Il était huit heures du matin et comme tous les vendredis, Fanny se rendait à la bibliothèque. Puisque Pia commençait les cours à huit heures et elle à dix, aucun des parents Lans n'était prêt à effectuer deux trajets en voiture pour un intervalle aussi court. Fanny passait donc ce temps libre dans les livres de l'institution, récréatifs ou scolaires, tant qu'elle se trouvait dans le calme. La bibliothèque était particulièrement impressionnante à Marie Curie. Comptabilisant plus de quatre étages, on avait du mal à se retrouver entre les partitions de musique et les manuels de physique-chimie. Seuls les habitués ne pouvaient se tromper, et parcouraient les rayons avec aisance. Ayant consacré ses récréations entre ces murs pendant près de deux ans, Fanny avait eu le temps de lire une certaine part des livres proposés. À ses yeux, la bibliothèque était un repère agréable où se réfugier. Sans en être particulièrement étonnée, l'adolescente n'y avait jamais croisé Mathilde et ses disciples, ce qui ajoutait de la valeur à ce lieu plein de charme.

Marchant rapidement pour contrer la température glaciale, Fanny s'arrêta un instant devant son lacet défait, et s'accroupit en soupirant. Tournant vaguement la tête sur le côté tout en relaçant sa chaussure, elle fut parcourue d'un frisson quand elle découvrit le garçon qui s'était moqué d'elle devant la salle de classe de Pia, le jour de la rentrée. Surprenant son regard, celui-ci se détourna cette fois, l'air gêné, et simula une grande conversation avec ses amis. Fanny se redressa, reprit le pas et passa les portes de la bibliothèque, rouge de honte.

L'adolescente salua les bibliothécaires avec politesse et trouva une table pour étudier au premier étage. Dans la précipitation, elle n'avait pas remarqué que le garçon qui avait fui son regard entrait dans le bâtiment au moment où elle prenait l'escalier. Elle posa son sac sur la chaise voisine, elle se plongea dans sa version d'anglais avec pénibilité, et n'entendit pas les pas incertains qui se dirigeaient vers elle.
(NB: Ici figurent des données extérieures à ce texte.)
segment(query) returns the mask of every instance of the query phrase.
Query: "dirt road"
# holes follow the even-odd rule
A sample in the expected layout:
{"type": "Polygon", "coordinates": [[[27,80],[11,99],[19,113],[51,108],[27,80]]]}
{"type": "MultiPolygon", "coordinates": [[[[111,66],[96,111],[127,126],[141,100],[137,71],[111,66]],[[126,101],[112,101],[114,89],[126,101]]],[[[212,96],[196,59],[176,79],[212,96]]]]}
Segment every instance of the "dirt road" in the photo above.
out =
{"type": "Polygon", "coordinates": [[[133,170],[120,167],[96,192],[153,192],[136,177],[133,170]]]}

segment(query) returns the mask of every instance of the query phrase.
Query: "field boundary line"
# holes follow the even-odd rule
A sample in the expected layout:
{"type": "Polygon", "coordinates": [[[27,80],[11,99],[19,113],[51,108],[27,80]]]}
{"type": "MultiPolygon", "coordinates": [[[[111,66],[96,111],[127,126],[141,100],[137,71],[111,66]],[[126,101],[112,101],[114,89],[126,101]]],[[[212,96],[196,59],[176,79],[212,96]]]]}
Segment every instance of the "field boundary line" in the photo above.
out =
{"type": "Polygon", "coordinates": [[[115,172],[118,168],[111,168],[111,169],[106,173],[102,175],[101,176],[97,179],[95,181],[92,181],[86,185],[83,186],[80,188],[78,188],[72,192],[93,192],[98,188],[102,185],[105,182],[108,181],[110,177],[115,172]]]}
- Excuse-moi, est-ce que je peux m'asseoir ? demanda une voix douce qui surprit l'étudiante.

Fanny observa les autres tables, vides, et comprit la raison perverse de l'approche.

- Laisse-moi tranquille, dit-elle faiblement, effrayée par la tendresse de l'attaque.

Sans se décourager, le garçon fixa la jeune fille, le visage impassible.

- Je ne veux pas te faire de mal, reprit-il calmement.

Mais Fanny n'en croyait rien. Ramenant brusquement ses affaires à elle, elle s'enfuit sans rien dire, larmoyante. Bringuebalant, elle descendit l'escalier au pas de course et quitta les lieux sans se retourner.

Se précipitant dans les toilettes les plus proches, l'adolescente fondit dans une cabine, laissa ses affaires joncher le sol et s'effondra. Ramenant ses jambes contre sa poitrine, ses bras les enlacèrent, et son front proéminent cogna ses genoux. Son corps maigrelet se balançait de haut en bas, tandis qu'une petite voix effrénée l'envahissait. Elle fredonnait. Littéralement. C'était une musique qu'elle ne connaissait pas, mais dont elle inventait les notes au fur et à mesure qu'elle chantait.

Oui, Fanny avait perdu l'esprit. La maltraitance entraîne souvent cela. Quand les nerfs lâchent et qu'il n'y a plus de larmes à verser, c'est la conscience qui vacille.